OK, search downstairs first.
One door at the end of the hall, one on the right. He tried the handle and it opened on a living room just big enough for a saggy armchair covered in throws, a small TV sitting on a tatty sideboard, a stack of kids’ toys, two threadbare beanbags, and a flimsy-looking playpen covered in cartoon characters.
Willow’s mum was in the corner, sitting with her back to the wall, knees drawn up to her chest, arms wrapped around them, blonde hair hanging over her face as she rocked. The toddler — Pinky? — was holding on to her, face a big flushed tear-stained knot of gristle and snot.
Callum peered into the playpen.
The baby was lying on its back, sooking one of its feet, surrounded by yet more plastic tat.
OK, so at least everyone was still alive.
He squatted down in front of the woman in the corner. ‘Miss Brown? It’s PC MacGregor. I was the policeman who brought back Mr Lumpylump? You remember?’
She peered out at him from behind her curtain of hair. Looked away.
Callum tried a smile. ‘I came because I was worried about you. Are you OK?’
She rested her forehead on her knees, voice soft and mushy — as if she’d been drinking. ‘Go way.’

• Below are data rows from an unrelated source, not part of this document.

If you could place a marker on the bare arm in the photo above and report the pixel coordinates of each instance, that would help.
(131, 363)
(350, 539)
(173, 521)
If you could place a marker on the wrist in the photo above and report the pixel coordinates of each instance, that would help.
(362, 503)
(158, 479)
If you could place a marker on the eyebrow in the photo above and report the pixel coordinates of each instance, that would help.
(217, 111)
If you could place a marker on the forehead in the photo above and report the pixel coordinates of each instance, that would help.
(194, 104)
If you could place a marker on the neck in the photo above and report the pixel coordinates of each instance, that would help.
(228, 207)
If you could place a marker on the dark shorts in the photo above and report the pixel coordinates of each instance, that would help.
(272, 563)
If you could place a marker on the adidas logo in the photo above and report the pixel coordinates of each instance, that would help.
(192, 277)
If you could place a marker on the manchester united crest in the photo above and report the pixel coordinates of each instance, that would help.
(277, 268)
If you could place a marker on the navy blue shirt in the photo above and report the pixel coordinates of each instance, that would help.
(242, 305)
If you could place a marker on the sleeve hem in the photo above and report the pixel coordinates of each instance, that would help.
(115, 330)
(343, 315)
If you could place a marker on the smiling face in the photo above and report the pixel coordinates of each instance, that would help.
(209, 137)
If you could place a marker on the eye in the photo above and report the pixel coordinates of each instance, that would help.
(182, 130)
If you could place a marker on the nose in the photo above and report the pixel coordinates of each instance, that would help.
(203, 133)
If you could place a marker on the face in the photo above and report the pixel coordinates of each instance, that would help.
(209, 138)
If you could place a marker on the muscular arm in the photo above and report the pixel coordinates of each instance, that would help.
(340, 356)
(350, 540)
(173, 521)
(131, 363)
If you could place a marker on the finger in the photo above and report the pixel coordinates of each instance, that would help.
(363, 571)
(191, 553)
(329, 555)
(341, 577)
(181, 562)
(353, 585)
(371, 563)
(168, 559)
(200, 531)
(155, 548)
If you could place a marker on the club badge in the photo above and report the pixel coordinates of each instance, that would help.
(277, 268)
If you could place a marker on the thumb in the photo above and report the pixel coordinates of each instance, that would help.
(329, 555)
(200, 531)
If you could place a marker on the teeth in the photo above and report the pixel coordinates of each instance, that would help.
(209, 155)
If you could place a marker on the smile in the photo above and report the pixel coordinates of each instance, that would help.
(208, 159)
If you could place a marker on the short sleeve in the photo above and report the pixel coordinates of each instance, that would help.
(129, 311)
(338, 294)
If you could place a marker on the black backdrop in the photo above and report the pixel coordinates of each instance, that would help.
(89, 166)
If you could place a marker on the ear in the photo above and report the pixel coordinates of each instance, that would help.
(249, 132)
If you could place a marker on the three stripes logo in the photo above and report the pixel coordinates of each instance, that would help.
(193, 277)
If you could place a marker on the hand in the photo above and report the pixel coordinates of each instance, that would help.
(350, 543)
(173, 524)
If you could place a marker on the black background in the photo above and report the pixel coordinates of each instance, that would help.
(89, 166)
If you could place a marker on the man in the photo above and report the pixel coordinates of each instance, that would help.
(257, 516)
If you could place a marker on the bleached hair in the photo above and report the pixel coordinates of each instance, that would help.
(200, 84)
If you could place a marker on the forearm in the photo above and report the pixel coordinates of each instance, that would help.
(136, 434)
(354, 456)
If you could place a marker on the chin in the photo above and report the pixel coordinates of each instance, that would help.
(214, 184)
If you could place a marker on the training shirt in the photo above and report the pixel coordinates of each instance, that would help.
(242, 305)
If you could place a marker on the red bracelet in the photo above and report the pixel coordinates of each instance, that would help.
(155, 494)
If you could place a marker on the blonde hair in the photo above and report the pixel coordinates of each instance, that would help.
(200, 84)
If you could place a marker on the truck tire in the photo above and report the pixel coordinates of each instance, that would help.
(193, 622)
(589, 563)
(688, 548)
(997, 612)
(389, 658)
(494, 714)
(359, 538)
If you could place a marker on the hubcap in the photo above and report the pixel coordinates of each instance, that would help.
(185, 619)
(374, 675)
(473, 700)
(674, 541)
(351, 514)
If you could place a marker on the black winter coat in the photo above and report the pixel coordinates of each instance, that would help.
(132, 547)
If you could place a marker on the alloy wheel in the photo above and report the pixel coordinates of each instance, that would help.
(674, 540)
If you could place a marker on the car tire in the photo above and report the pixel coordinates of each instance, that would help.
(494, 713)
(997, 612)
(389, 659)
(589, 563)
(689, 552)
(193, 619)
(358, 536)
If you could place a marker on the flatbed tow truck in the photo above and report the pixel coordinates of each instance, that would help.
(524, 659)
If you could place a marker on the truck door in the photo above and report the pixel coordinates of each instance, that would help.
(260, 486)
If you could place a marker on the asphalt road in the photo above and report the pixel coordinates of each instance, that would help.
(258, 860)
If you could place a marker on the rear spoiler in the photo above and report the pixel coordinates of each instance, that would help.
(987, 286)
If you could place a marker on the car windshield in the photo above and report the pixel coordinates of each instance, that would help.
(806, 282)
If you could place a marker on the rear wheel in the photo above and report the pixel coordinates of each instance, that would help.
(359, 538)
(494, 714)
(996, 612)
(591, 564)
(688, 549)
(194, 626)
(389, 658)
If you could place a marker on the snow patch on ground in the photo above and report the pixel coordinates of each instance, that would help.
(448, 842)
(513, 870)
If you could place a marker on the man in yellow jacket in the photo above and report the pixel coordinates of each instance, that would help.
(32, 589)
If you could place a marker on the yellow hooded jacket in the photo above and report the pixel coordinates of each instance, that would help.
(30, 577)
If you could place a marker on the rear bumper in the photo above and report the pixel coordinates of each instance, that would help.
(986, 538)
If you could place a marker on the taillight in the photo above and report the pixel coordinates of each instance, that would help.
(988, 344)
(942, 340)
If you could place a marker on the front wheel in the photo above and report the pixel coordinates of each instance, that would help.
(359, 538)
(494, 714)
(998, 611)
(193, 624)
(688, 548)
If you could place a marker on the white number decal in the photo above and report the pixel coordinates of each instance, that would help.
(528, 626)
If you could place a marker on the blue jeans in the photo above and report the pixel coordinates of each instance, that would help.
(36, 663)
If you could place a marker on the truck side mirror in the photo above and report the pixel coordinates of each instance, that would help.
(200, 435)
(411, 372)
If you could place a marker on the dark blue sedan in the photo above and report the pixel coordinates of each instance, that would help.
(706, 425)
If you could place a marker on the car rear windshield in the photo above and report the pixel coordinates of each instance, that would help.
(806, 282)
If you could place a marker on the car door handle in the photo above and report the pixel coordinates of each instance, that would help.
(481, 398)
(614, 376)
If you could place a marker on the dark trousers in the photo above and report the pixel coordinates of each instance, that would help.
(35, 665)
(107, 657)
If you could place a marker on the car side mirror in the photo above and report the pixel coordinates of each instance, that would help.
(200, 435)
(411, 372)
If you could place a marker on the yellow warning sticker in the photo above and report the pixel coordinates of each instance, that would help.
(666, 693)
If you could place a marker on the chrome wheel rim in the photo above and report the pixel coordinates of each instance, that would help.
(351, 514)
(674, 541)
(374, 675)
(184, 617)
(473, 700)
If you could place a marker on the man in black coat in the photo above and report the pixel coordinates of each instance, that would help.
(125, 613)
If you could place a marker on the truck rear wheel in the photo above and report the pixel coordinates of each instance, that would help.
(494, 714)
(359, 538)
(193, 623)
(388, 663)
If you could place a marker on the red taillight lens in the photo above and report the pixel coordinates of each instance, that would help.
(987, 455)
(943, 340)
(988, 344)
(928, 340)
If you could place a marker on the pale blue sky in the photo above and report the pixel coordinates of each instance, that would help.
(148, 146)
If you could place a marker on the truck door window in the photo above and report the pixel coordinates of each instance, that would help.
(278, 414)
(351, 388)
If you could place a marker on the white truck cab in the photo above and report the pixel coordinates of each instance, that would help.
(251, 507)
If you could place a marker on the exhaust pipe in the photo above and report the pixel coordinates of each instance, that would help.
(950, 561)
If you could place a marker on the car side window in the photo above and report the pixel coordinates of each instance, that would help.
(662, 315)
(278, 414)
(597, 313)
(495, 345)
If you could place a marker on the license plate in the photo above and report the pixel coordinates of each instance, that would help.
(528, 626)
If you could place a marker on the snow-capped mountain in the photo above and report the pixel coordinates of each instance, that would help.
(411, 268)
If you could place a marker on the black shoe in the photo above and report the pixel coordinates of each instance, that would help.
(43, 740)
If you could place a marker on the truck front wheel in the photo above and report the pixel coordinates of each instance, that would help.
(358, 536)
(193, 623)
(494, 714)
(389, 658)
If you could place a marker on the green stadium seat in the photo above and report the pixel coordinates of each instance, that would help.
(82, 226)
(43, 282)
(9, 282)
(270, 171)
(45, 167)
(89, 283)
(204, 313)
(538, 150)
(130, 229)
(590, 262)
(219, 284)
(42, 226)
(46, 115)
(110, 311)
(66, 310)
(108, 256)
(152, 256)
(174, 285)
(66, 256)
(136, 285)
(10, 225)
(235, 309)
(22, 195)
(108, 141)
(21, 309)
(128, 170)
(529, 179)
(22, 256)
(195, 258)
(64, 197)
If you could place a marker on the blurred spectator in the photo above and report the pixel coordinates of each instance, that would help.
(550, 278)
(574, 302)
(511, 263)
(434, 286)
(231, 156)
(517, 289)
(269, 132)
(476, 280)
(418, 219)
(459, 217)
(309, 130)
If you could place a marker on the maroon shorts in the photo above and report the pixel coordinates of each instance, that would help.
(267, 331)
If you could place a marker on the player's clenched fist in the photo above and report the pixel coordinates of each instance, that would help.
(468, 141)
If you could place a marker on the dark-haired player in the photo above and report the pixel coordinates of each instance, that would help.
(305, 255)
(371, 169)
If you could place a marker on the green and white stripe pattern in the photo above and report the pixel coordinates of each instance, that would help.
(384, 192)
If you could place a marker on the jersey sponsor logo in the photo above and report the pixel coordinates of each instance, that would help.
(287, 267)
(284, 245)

‘Willow and Benny’s dad’s been here, hasn’t he?’
No reply.
‘Did he hurt you?’
No reply.
‘If he hurt you we can do something about it.’
No reply.
Honestly, it was like interviewing a career criminal. Callum settled on the edge of the lone armchair. ‘I know this is hard. It’s not easy when someone you love hurts you. Trust me, I know what I’m talking about.’ He stared down at the filthy fibreglass cast covering his right hand. ‘But, you know what? If they hurt us this much, maybe they never really loved us at all? Maybe they don’t deserve to be with us. Maybe they never did.’